Hemoglobin A2 (HbA2; alpha 2 delta 2) is a powerful inhibitor of HbS (alpha 2 beta 2(3)) polymerization. However, HbA2 levels are normally low in sickle cell patients. We show that a major reason for low
delta-globin gene expression is the defective CACCC box at -90 in the
delta-globin promoter. When the CACCC box defect in delta is corrected, expression of an HS2 delta /
Luciferase reporter is equivalent to HS2 beta /
Luciferase. Erythroid Krupple-like factor (
EKLF), which binds to the CACCC box of the
beta-globin gene and activates high-level expression, does not bind to the normal
delta-globin promoter. Our goal is to design a modified
EKLF that binds to the defective
delta-globin promoter and enhances
delta-globin gene expression. To test the feasibility of this strategy, we inserted the
beta-globin CACCC box at -90 of the
delta-globin gene promoter to produce an HS2 delta CAC-beta construct and quantitated human delta- and
beta-globin mRNA in stably transformed murine
erythroleukemia (MEL) cells.
delta- Globin mRNA in these cells was 22.0% +/- 9.0% of total human
globin mRNA (delta/delta + beta) as compared with 3.0% +/- 1.3% in the HS2 delta-beta control. In a second set of experiments a GAL4
DNA-binding site was inserted at -90 of the
delta-globin gene to produce an HS2 delta GAL4-beta construct. This construct and a
GAL4(1-147)/
EKLF expression vector were stably transfected into MEL cells.

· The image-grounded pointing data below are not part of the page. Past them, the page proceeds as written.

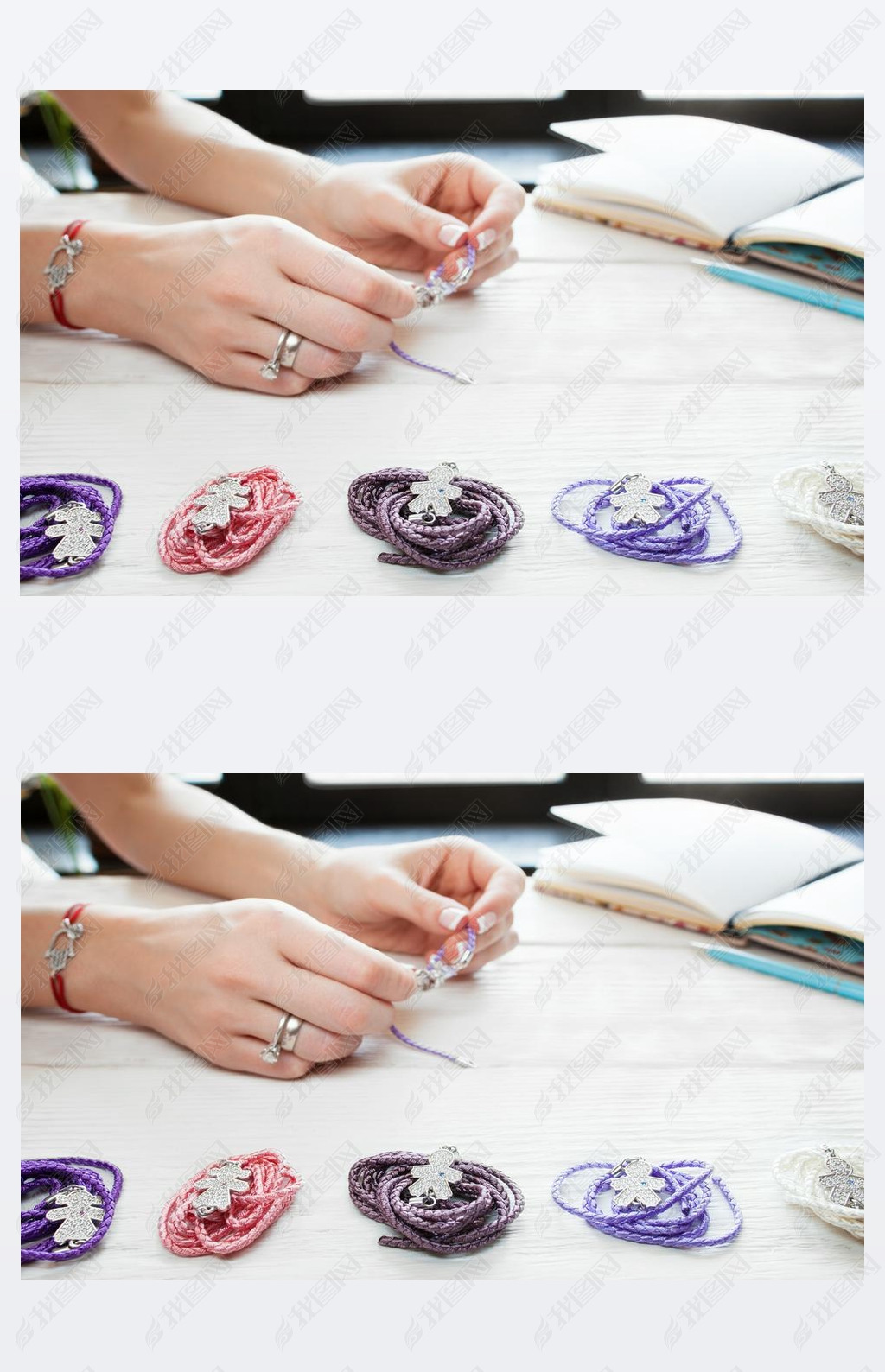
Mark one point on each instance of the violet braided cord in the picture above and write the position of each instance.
(483, 1205)
(691, 509)
(54, 1175)
(439, 966)
(36, 549)
(487, 519)
(453, 272)
(689, 1192)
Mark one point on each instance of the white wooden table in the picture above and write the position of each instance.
(691, 378)
(595, 1039)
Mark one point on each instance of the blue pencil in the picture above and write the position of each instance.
(778, 286)
(805, 975)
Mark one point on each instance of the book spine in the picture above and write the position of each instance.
(551, 888)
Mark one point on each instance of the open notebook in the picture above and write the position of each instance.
(718, 868)
(716, 186)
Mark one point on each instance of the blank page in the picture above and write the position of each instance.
(835, 219)
(722, 858)
(722, 175)
(833, 903)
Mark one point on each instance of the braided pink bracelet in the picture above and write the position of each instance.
(228, 522)
(228, 1205)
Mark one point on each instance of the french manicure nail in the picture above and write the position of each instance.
(452, 918)
(452, 233)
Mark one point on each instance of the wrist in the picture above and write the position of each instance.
(302, 877)
(99, 295)
(103, 975)
(299, 195)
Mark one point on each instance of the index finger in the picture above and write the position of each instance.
(332, 270)
(336, 956)
(501, 200)
(502, 882)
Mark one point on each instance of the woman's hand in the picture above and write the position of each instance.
(219, 977)
(409, 898)
(409, 214)
(217, 293)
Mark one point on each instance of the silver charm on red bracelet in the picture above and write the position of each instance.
(60, 272)
(60, 954)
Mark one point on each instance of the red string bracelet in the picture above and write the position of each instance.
(228, 1205)
(228, 522)
(58, 272)
(62, 949)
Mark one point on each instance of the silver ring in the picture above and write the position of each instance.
(290, 1033)
(271, 369)
(272, 1051)
(290, 349)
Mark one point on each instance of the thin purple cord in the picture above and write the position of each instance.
(439, 289)
(441, 972)
(36, 548)
(455, 376)
(689, 1191)
(691, 508)
(55, 1175)
(485, 1202)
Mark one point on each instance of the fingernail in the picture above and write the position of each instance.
(452, 918)
(452, 233)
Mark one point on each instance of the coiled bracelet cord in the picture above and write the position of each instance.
(77, 1211)
(486, 520)
(685, 1187)
(688, 503)
(74, 529)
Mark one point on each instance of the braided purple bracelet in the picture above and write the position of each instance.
(445, 1210)
(76, 1215)
(641, 1198)
(431, 522)
(74, 530)
(642, 511)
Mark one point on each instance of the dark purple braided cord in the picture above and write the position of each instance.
(689, 508)
(49, 492)
(485, 522)
(689, 1192)
(54, 1175)
(483, 1205)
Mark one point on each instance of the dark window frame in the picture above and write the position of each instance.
(294, 803)
(290, 118)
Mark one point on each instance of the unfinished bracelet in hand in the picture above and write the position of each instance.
(450, 958)
(453, 272)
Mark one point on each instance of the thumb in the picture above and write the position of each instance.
(401, 213)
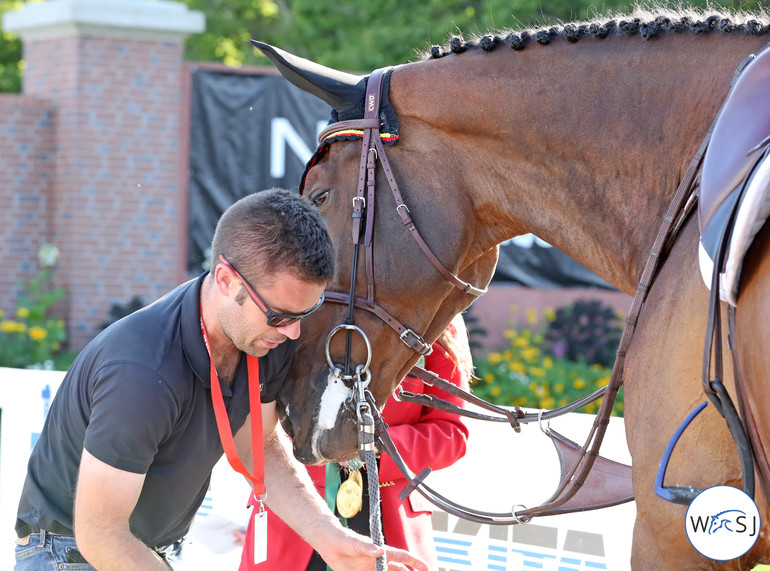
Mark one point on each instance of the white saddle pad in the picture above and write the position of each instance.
(753, 211)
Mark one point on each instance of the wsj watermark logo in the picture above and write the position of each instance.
(722, 523)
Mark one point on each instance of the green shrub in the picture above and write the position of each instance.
(526, 373)
(29, 336)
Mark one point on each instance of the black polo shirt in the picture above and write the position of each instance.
(138, 398)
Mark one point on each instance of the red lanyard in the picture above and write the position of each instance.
(223, 423)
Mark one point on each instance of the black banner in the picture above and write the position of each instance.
(253, 132)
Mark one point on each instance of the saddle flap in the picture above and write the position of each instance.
(608, 483)
(743, 122)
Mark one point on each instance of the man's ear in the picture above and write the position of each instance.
(224, 280)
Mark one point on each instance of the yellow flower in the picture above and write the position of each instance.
(37, 333)
(10, 326)
(530, 353)
(531, 315)
(517, 366)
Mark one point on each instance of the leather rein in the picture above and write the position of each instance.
(373, 150)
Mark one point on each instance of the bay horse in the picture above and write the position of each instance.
(580, 134)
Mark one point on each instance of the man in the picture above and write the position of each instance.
(126, 453)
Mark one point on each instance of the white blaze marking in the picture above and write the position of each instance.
(334, 395)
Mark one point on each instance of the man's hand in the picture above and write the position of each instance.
(358, 553)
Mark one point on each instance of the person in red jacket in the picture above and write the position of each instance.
(424, 437)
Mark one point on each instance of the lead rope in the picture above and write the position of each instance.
(367, 452)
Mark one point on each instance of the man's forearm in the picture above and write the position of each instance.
(291, 494)
(117, 550)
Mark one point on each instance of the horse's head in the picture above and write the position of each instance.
(404, 301)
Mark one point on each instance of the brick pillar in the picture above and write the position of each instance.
(118, 215)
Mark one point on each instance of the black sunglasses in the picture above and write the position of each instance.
(274, 319)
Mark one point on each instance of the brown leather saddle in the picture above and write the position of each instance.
(740, 128)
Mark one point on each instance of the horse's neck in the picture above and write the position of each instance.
(583, 145)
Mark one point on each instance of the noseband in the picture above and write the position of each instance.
(373, 150)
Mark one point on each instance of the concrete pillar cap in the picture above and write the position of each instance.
(161, 20)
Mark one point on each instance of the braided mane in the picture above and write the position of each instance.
(648, 26)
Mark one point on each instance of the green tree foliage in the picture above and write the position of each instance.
(10, 53)
(363, 35)
(355, 35)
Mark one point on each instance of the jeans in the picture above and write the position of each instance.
(50, 552)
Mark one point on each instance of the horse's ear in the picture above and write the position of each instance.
(342, 91)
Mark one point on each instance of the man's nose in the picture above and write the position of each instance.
(291, 330)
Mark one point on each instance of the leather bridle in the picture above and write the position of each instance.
(373, 150)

delta-Globin mRNA in these cells was 27.8% +/- 7.1% of total human
globin mRNA as compared with 9.9% +/- 2.5% in the HS2 delta GAL4-beta plus GAL4(1-147) control. These results show that
delta-globin gene expression can be significantly increased by a modified
EKLF. Based on these results, we suggest that modified EKLFs, which contain zinc fingers designed to bind specifically to the defective
delta-globin CACCC box, may be useful in gene therapy approaches to increase HbA2 levels and inhibit HbS polymerization.